De toolkit is nu gedeeld met het ministerie van Justitie en Veiligheid, de Vereniging van Nederlandse Gemeenten en het genootschap van burgemeesters, schrijft de Rotterdamse moskeekoepel SPIOR in een persbericht.
Burgemeesters moeten niet alleen het recht van betogingsvrijheid eerbiedigen, maar ook het recht van godsdienstvrijheid, vindt de K7. Volgens een uitspraak van het Europees Hof voor de Rechten van de Mens worden uitingen die een aanval inhouden op een voorwerp van religieuze verering, zoals de Koran, niet beschermd door de vrijheid van meningsuiting. De burgemeester moet zulke aanvallen ook verbieden, vindt de K7, om zo de ‘religieuze vrede’ te beschermen.

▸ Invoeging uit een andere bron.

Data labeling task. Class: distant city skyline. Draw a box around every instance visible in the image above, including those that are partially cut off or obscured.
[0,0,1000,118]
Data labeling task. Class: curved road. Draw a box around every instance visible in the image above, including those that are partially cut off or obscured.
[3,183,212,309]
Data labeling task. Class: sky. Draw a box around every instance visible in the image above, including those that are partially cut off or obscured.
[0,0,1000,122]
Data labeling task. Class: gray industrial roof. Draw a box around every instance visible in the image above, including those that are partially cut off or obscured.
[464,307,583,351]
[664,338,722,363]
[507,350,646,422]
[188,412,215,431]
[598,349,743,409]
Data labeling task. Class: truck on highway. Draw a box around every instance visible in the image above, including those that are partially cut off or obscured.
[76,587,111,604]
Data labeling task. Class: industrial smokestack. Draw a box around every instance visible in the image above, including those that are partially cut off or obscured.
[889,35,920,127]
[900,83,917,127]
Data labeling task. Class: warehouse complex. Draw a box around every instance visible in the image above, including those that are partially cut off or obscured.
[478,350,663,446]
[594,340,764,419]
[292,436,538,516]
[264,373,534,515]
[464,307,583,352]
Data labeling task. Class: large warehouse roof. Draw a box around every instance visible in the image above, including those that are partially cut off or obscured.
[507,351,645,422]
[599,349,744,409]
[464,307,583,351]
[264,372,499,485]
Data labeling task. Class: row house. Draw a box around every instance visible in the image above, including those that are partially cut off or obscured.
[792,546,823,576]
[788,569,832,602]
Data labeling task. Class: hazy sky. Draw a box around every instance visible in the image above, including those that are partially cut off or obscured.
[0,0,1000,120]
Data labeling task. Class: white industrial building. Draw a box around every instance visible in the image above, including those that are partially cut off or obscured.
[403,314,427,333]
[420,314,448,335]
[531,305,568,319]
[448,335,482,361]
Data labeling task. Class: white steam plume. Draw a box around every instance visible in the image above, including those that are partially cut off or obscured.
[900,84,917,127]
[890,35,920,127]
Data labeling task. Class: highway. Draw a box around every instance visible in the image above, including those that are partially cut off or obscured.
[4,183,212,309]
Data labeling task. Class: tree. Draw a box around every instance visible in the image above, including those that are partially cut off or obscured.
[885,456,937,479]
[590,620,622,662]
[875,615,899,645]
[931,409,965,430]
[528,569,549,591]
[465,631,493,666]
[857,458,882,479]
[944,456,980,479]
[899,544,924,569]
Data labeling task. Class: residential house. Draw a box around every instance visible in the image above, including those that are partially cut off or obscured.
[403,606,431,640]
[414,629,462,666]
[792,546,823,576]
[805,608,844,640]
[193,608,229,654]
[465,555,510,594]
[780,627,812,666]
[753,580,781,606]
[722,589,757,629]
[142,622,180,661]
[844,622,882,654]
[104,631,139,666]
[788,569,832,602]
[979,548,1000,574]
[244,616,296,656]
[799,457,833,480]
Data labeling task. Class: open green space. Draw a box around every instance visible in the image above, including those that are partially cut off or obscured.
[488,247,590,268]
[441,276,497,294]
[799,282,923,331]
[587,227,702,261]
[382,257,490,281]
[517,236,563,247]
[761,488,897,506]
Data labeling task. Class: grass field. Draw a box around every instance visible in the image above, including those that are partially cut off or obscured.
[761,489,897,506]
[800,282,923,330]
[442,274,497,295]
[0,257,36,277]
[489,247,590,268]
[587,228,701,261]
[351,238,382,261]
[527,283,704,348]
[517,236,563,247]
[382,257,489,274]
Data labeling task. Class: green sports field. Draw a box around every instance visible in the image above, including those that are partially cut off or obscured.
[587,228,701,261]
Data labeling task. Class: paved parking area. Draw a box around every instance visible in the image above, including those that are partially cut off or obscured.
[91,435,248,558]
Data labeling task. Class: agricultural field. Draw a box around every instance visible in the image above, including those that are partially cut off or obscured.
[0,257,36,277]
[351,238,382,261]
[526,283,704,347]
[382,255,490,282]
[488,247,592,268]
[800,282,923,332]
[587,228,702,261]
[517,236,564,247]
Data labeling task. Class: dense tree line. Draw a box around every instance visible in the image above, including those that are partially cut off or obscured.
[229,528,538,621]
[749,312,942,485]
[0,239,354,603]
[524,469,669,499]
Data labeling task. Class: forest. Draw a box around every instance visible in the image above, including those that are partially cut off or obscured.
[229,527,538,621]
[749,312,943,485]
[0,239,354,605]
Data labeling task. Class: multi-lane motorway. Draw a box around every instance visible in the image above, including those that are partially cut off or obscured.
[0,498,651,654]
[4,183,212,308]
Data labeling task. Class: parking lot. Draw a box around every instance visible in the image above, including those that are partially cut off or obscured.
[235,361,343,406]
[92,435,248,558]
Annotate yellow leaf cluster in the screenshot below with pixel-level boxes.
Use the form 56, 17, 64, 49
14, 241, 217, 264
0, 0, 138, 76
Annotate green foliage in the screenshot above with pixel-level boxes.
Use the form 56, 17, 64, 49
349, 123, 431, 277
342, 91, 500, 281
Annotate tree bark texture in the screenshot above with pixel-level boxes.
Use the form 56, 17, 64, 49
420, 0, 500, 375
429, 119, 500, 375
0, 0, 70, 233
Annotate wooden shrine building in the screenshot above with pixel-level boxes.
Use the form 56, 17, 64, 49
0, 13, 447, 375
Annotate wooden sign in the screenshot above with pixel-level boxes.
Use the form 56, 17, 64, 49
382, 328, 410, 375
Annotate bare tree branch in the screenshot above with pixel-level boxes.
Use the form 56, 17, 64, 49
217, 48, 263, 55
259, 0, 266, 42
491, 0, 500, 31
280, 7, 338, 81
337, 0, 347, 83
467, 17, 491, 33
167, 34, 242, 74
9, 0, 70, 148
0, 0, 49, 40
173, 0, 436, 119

‘Uitingen die aanzetten tot haat en religieuze intolerantie (denk aan het verbranden van de koran) zijn niet toegestaan. Dit staat manifestaties zelf, het betogen – eventueel met borden en/of spandoeken – verder niet in de weg. Aan dit recht wordt zo dan ook niet getornd’, aldus de K7.
Begin dit haar ontstond wereldwijd onder moslims onrust toen een extreemrechtse politicus in Zweden besloot om voor de Turkse ambassade in Stockholm een koran te verbranden. Edwin Wagensveld van de extreemrechtse islamofobe beweging Pegida verscheurde daarop een exemplaar van de koran tijdens een demonstratie in Nederland.